Others, however, have responded with concern over the exhibition’s challenging nature, including visitors associated with the nation’s religious bureaucracy, which consists of organizations like JAKIM and the state Islamic agencies. As they are often criticized for being too big and out of control, Anwar appears to be attempting to encourage these agencies to engage with bigger problems than controlling Muslims’ everyday behavior, including by placing JAKIM representatives in every government department.

Ultimately, the exhibition, like the book SCRIPT, is frank with Malaysians about the fact there is no specific formula for addressing the nation’s, or the world’s, multiple, interconnected challenges. It does, however, ask Malaysians to be guided by the “moral compass” that “Malay, Chinese, Indian, Dayak, Orang Asli, [and] Eurasian” citizens all share, including the values contained in the SCRIPT acronym.

Given the exhibition’s pedagogical as well as artistic focus, I ask why it is tucked away in such an unassuming, even timid, location – the top floor of one of Kuala Lumpur’s many shopping malls. While easily accessible by the public, it is nevertheless at some distance from the nation’s main cultural institutions, any of which could reasonably serve as channels for a national intervention sponsored by a serving prime minister, and all of which should have active marketing and social media strategies.

These institutions, such as universities, museums, film production agencies, schools, publishers, and research funding agencies, all appear, precisely as Sardar warns, stuck between the old and the new. They are either largely unresponsive to Malaysia’s ongoing political and social transformation, or actively driving narratives that open opportunities for PAS. The National Museum, for example, appears frozen in time, with its overarching narrative linking the Sultanate of Malacca’s putatively glorious past with the developmentalist policies of Malaysia’s once-dominant United Malays National Organization. Meanwhile, PAS-friendly films and YouTube channels about other, suppressed histories, usually centering on Malay Muslims and their alternative anti-colonial traditions, are booming in popularity.

Nor are the national institutions easy to change, with proposed overhauls potentially triggering racially charged debates about the language and content of museum exhibits and education curricula, and indeed debates about who deserves to speak for Malaysia, or even consider themselves true Malaysians. With Anwar’s “Madani” coalition of coalitions constantly needing active political management to keep all its members singing the same tune, such changes stand a chance of setting parts of the government against each other.

Meanwhile, without further public elaboration, civil society organizations like Bersih have raised reasonable concerns that MADANI might remain an empty slogan.

Like the government, the MADANI exhibition has a blind spot where history is concerned, despite the field of futures studies recognizing that efforts to heal historical traumas – for example, around the meaning of Malaya’s anti-colonial rebellions, its communist insurgency, and its race riots in 1969 – are the key to orienting publics towards discussing shared futures. These are precisely the historical episodes that PAS is deploying to its advantage via its highly effective social media outreach.

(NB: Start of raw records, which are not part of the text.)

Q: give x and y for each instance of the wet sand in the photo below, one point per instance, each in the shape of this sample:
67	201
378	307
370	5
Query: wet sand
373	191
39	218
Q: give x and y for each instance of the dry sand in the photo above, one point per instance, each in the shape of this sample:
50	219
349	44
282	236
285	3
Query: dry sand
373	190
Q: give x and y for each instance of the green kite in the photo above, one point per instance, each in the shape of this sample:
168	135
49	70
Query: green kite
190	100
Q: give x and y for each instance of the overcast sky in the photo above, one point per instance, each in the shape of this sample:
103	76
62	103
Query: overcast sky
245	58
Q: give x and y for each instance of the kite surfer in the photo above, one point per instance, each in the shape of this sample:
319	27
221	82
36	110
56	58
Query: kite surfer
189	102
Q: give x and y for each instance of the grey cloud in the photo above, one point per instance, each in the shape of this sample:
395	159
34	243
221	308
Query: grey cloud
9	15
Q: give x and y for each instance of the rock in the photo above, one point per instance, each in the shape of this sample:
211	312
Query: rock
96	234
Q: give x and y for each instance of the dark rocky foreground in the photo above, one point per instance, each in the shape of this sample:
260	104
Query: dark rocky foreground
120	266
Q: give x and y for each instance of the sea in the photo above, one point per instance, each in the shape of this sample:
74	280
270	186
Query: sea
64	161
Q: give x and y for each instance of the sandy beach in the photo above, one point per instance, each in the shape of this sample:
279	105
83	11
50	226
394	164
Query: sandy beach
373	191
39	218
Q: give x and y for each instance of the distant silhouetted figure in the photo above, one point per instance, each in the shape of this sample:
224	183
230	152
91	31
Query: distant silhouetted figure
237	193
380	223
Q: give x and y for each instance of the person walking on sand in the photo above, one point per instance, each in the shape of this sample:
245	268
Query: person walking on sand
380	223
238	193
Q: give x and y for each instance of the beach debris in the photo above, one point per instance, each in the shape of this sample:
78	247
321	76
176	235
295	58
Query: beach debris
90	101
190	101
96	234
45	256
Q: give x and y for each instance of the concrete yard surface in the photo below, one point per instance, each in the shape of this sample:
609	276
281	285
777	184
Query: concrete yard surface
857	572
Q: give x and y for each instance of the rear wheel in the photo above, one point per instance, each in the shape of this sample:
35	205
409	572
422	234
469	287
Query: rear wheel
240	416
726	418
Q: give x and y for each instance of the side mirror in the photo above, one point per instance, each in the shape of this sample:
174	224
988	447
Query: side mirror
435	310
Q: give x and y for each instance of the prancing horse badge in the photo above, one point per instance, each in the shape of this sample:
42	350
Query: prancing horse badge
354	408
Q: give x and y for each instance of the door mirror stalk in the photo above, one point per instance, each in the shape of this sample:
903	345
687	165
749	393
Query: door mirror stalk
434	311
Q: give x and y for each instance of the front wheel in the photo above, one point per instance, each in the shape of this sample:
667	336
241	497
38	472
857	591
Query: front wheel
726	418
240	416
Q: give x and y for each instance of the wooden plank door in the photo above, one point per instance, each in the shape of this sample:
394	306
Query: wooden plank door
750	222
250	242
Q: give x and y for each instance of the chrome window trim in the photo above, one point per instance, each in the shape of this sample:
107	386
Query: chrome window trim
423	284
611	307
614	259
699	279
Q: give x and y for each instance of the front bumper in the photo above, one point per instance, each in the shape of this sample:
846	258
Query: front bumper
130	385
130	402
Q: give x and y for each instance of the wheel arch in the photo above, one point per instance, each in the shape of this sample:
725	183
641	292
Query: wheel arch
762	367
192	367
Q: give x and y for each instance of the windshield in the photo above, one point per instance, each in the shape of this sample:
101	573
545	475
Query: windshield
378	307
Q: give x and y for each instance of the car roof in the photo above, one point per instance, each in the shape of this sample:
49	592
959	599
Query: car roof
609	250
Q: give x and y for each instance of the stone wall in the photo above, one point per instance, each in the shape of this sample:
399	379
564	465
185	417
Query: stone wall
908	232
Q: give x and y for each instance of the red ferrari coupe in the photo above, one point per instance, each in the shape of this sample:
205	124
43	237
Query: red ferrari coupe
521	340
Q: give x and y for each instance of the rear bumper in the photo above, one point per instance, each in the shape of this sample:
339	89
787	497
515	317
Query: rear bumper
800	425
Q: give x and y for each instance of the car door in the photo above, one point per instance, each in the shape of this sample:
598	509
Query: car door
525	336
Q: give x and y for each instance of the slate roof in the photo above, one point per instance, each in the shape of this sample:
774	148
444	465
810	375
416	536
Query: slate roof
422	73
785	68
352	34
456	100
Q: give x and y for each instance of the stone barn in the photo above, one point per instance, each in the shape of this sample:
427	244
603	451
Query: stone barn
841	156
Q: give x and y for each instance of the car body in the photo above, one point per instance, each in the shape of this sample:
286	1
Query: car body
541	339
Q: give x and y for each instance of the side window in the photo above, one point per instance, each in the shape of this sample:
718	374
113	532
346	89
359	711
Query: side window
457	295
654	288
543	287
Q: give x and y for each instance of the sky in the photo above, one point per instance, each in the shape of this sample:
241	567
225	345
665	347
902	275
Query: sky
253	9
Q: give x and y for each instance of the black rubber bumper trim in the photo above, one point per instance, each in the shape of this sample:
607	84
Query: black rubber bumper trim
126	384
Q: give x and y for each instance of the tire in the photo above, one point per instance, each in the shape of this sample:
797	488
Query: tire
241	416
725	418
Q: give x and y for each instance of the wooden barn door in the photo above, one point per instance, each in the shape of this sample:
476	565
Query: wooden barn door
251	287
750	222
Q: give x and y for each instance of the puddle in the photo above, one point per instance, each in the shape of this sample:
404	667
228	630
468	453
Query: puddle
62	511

And yet, given how hard it is to transform institutions, this exhibition will have to do for now. At the very least, it is generating conversations. One visiting government minister wanted one of its light sculptures on display in every mosque to encourage worshippers to think of bigger issues than national political positioning. Other, less admiring, comments have included suggestions that there will be a new government, with new priorities, in power in a few years, so why bother paying attention to Anwar’s latest pet topics?

One reason for doing so is that the contrast between the approaches of PAS and Anwar provides a study in strategic communications, including the question of whether political competitors should compete on the same ground, directly rebutting each other, or stake out separate territories and discourses in a bid to “change the conversation” instead. With Anwar’s intervention contained within a shopping mall, however, one must ask if they are competing on the same terms.